"And—she?" I asked timidly.

He smiled triumphantly. It was triumph at having led me to think no longer of Morhange, or of his crime, the triumph of feeling that he had succeeded in imbuing me with his own madness.

"

Yes," he said. "She! For six years I have learned nothing more about her. But I see her, I talk with her. I am thinking now how I shall reenter her presence. I shall throw myself at her feet and say simply, 'Forgive me. I rebelled against your law. I did not know. But now I know; and you see that, like Lieutenant Ghiberti, I have come back.'

"'Family, honor, country,' said old Le Mesge, 'you will forget all for her.' Old Le Mesge is a stupid man, but he speaks from experience. He knows, he who has seen broken before Antinea the wills of the fifty ghosts in the red marble hall.
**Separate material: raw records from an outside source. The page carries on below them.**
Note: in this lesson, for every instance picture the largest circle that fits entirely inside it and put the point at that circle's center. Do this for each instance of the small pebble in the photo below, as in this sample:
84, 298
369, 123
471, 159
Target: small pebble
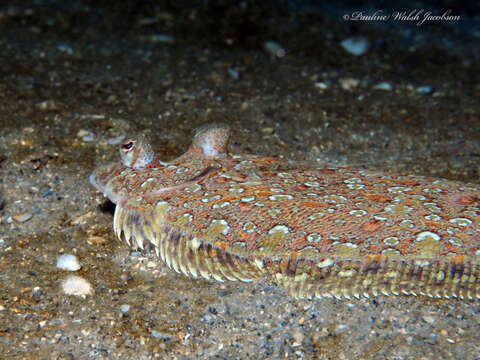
234, 73
76, 285
426, 89
22, 217
65, 48
356, 45
383, 86
321, 85
274, 49
116, 140
348, 83
47, 105
68, 262
162, 38
298, 336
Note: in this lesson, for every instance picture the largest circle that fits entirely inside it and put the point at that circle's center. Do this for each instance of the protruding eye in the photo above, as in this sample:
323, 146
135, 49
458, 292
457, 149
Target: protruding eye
127, 146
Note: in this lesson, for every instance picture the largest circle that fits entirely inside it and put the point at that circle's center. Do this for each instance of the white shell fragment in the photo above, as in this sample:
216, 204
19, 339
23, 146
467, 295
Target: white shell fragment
68, 262
274, 49
76, 285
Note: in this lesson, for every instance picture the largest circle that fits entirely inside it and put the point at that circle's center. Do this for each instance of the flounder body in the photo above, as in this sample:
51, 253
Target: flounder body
336, 232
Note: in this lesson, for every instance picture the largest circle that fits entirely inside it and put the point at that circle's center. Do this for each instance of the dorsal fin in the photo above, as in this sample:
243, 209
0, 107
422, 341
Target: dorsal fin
210, 141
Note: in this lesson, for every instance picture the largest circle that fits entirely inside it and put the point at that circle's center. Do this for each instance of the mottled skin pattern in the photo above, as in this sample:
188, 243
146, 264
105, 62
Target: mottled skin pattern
316, 231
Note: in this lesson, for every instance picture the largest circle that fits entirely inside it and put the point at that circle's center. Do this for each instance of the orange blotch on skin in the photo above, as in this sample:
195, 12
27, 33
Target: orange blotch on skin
313, 204
377, 197
372, 225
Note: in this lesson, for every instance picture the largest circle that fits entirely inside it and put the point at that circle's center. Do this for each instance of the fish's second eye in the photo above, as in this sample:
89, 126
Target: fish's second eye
128, 145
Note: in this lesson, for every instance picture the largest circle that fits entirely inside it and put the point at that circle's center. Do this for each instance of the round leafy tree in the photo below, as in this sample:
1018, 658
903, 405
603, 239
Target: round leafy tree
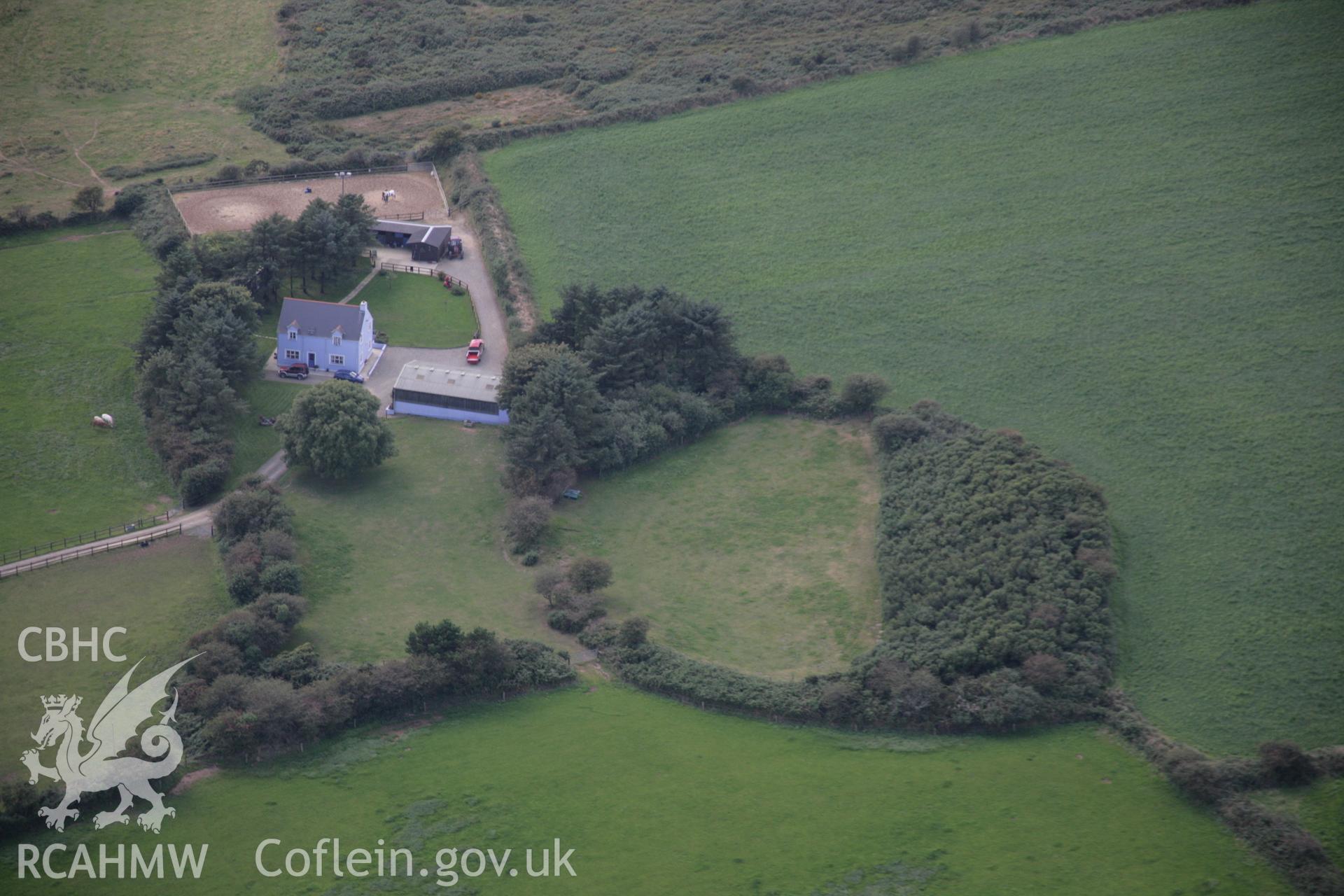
335, 431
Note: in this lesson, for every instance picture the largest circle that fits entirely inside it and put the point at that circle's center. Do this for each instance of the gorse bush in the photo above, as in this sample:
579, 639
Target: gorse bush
249, 695
991, 556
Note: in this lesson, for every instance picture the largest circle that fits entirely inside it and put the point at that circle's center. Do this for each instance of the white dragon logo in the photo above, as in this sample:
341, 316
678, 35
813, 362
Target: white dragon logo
102, 767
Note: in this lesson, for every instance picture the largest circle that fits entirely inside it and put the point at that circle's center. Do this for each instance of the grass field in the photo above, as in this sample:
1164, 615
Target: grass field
159, 594
752, 548
660, 798
416, 539
414, 309
70, 312
255, 444
1124, 244
58, 234
92, 83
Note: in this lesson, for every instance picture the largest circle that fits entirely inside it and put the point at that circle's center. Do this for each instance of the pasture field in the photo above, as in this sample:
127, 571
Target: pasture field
413, 540
90, 83
64, 234
419, 311
207, 211
764, 567
70, 312
656, 797
159, 594
1123, 244
255, 444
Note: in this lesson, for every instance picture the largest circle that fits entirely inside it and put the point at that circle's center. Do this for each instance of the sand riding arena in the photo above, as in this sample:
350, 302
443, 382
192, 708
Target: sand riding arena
207, 211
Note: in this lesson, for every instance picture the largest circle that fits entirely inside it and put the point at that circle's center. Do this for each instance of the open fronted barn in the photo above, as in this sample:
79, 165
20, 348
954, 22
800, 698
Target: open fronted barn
428, 242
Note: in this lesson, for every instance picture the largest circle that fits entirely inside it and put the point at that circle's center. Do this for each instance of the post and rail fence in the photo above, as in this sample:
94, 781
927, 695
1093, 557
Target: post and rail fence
84, 538
276, 179
421, 269
143, 540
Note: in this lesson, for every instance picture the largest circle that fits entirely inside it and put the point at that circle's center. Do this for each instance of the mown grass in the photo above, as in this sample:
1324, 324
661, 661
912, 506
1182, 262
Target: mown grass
1123, 244
125, 83
70, 314
414, 309
67, 234
159, 594
765, 567
660, 798
413, 540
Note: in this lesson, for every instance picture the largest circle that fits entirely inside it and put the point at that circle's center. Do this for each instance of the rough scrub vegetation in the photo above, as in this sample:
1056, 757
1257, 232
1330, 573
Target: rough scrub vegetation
620, 375
995, 564
349, 57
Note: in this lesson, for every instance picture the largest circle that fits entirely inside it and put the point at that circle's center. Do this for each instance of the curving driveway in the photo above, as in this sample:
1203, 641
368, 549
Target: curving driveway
470, 270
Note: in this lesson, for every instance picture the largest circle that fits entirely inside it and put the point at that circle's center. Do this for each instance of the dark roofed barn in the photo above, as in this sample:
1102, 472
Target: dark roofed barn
428, 242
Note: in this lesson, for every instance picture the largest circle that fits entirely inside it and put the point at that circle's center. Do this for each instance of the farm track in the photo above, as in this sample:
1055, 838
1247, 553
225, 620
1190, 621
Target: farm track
470, 270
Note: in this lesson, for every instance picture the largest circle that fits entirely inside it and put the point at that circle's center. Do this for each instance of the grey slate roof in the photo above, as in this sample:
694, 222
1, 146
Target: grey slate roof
320, 318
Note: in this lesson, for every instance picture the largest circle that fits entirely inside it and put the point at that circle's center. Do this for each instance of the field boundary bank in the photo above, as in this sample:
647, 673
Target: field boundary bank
85, 538
141, 540
277, 179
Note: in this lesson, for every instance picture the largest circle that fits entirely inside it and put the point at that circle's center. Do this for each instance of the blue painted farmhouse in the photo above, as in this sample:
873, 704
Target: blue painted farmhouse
324, 335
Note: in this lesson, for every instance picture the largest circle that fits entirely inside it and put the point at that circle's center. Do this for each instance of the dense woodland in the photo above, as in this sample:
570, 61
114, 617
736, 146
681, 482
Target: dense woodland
617, 377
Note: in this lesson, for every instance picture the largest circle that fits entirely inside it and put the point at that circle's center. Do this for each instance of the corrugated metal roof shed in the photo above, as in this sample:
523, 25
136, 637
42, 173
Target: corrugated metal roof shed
417, 377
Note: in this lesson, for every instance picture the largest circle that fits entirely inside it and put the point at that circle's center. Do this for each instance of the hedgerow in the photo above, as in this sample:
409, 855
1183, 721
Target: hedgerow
349, 57
620, 375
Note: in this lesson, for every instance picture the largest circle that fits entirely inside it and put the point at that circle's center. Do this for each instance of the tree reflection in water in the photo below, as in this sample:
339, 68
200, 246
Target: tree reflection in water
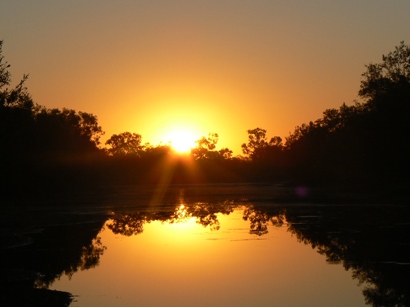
368, 241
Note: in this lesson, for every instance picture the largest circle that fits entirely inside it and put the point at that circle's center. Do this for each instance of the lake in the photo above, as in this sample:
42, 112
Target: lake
214, 246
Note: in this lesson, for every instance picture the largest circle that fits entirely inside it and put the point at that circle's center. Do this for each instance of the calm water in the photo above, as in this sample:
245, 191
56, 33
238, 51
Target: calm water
183, 263
210, 246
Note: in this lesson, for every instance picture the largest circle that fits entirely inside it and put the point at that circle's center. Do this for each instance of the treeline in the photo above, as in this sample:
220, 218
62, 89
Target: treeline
45, 150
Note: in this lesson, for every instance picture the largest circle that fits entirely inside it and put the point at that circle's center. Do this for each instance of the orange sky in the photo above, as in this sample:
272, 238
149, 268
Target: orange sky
207, 66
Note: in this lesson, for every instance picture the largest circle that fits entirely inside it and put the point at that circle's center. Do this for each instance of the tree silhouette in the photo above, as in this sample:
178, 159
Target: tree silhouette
125, 143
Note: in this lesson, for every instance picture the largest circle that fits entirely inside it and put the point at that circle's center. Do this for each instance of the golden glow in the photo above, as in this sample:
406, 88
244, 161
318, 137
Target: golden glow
182, 140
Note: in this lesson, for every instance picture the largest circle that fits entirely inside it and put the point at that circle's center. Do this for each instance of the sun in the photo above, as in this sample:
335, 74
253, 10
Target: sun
182, 141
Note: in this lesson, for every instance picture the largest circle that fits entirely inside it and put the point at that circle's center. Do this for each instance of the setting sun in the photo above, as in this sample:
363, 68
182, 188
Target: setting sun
182, 140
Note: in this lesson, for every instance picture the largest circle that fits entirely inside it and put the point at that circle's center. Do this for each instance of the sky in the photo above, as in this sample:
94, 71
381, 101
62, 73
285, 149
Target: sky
153, 67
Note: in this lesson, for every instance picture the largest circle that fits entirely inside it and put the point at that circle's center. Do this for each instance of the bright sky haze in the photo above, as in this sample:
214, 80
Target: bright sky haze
154, 67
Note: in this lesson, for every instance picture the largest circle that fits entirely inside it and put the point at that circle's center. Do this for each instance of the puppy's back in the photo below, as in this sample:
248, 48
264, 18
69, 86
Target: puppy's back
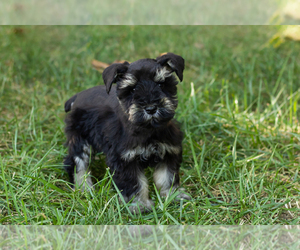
93, 97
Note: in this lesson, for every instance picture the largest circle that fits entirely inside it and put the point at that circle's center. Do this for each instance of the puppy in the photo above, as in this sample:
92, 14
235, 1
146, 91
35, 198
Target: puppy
133, 125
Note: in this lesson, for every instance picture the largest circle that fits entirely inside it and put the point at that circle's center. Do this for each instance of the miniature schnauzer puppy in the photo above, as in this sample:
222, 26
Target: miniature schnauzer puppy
133, 125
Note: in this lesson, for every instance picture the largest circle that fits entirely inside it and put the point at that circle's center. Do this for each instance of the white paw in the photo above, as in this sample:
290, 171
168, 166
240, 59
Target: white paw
182, 194
141, 206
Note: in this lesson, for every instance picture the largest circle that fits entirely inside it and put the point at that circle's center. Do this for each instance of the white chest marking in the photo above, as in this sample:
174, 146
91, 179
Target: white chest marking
145, 152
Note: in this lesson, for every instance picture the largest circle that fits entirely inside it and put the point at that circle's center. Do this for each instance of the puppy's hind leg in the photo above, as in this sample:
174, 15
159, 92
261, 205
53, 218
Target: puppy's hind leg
77, 164
166, 179
133, 184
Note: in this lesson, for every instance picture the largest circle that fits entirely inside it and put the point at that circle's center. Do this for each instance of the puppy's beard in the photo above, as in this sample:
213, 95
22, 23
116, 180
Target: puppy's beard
165, 112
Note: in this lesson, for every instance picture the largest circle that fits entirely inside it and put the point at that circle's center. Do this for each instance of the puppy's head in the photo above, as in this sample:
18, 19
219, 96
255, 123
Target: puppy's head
146, 89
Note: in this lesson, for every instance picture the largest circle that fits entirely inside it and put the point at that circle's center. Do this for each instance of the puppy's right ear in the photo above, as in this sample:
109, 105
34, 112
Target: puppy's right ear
112, 73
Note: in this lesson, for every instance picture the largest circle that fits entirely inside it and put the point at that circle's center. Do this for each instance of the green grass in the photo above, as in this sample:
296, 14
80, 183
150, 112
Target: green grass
238, 106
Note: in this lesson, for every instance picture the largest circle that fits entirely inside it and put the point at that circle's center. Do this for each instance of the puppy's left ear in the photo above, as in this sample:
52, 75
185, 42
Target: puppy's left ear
112, 73
175, 62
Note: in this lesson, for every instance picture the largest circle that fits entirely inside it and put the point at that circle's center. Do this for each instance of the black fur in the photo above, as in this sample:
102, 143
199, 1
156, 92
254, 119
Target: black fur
132, 124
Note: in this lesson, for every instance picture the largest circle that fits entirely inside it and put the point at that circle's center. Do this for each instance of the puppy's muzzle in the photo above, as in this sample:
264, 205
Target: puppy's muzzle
151, 110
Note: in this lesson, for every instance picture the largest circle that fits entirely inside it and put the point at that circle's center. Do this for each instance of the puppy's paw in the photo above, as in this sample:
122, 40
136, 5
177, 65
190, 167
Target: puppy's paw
86, 185
183, 195
141, 206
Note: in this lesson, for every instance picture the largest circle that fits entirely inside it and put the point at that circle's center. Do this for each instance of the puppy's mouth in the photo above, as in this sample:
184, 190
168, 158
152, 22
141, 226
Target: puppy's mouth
150, 116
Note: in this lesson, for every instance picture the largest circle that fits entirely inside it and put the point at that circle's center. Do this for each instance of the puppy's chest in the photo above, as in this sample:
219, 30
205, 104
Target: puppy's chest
155, 150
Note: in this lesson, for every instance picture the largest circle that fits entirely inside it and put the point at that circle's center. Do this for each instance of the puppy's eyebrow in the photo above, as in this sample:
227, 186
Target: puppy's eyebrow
128, 80
161, 74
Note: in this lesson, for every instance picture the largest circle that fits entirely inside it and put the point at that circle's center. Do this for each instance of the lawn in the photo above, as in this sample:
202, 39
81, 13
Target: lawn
238, 108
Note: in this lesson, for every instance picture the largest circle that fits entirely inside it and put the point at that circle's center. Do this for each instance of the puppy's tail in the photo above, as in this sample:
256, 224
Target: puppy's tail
69, 103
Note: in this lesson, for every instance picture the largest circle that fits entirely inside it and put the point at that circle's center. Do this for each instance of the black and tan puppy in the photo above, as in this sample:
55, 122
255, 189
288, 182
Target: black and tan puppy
132, 124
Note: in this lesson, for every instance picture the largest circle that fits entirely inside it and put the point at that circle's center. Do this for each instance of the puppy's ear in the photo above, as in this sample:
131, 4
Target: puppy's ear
112, 73
175, 62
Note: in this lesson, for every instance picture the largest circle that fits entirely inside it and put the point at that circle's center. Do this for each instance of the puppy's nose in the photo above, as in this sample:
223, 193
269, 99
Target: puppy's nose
151, 109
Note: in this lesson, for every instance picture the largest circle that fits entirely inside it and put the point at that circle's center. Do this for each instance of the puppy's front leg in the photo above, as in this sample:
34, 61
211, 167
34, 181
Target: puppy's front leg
132, 183
166, 179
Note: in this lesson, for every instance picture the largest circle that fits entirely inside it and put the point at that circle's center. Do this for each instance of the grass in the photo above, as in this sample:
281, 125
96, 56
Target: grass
238, 106
116, 12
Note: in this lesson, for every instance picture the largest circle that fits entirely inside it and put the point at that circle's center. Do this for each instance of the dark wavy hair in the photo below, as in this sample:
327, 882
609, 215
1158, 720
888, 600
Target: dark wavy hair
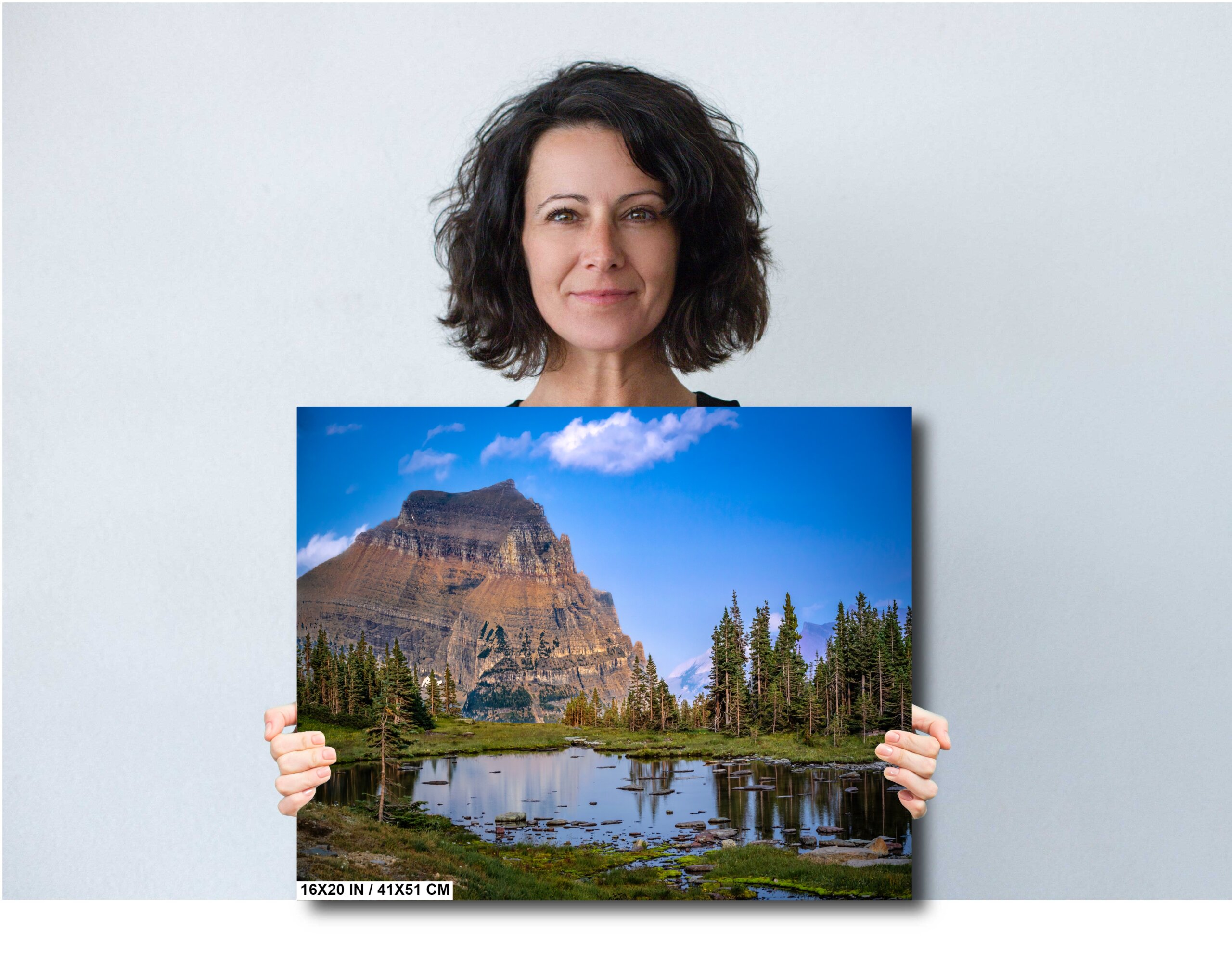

"And now, will you, in your turn, ask me 'What is this woman?' Do I know myself? And besides, what difference does it make? What does her past and the mystery of her origin matter to me; what does it matter whether she is the true descendant of the god of the sea and the sublime Lagides or the bastard of a Polish drunkard and a harlot of the Marbeuf quarter?

"At the time when I was foolish enough to be jealous of Morhange, these questions might have made some difference to the ridiculous self-esteem that civilized people mix up with passion. But I have held Antinea's body in my arms. I no longer wish to know any other, nor if the fields are in blossom, nor what will become of the human spirit....

"I do not wish to know. Or, rather, it is because I have too exact a vision of that future, that I pretend to destroy myself in the only destiny that is worth while: a nature unfathomed and virgin, a mysterious love.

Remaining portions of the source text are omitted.